Self-esteem belies self confidence; without a healthy dose of self-esteem, a child is not going to perform well in anything he or she performs.
A child who grows into adulthood without any sense of self-esteem is going to be a walking disaster: Would you, for example, utilize the services of a surgeon who has no confidence in performing the operation on you?
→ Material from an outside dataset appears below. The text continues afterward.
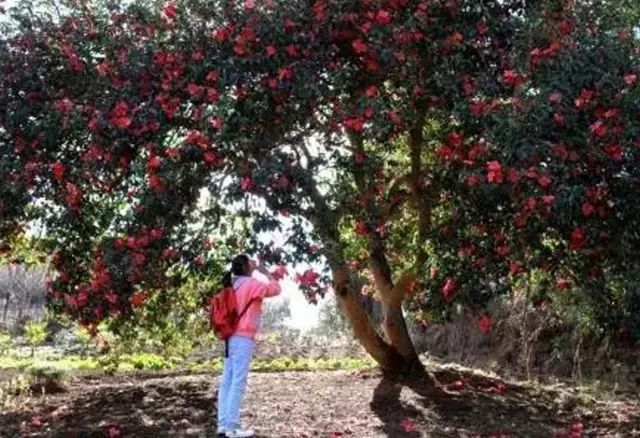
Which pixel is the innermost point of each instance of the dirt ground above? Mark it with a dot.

Or, for the matter, would you trust a mechanic to fiddle with your car if he displays a complete lack of confidence in his stated profession?
I must say I am quite appalled by your general comparison of Hitler or Mussolini to self-esteem: If anything else, tyrants display a high level of narcissism, and self esteem has got nothing to do with their evil deeds.
You assume that if we own our existence to a game of chance or evolution, then self esteem becomes meaningless. I totally disagree with your point. The truth is, as homo sapiens, our intellectual faculties, which we owe to Mother Nature, has given us more reason than anything else to feel proud about. No doubt, human civilization has made mistakes, more than its fair share I feel sorry to say, but we are in general masters of our own destinies. The triumph and nobility of the human spirit should not be dissed off by some silly imaginary father figure in the sky.
That's all for this post. I shall await for the next response.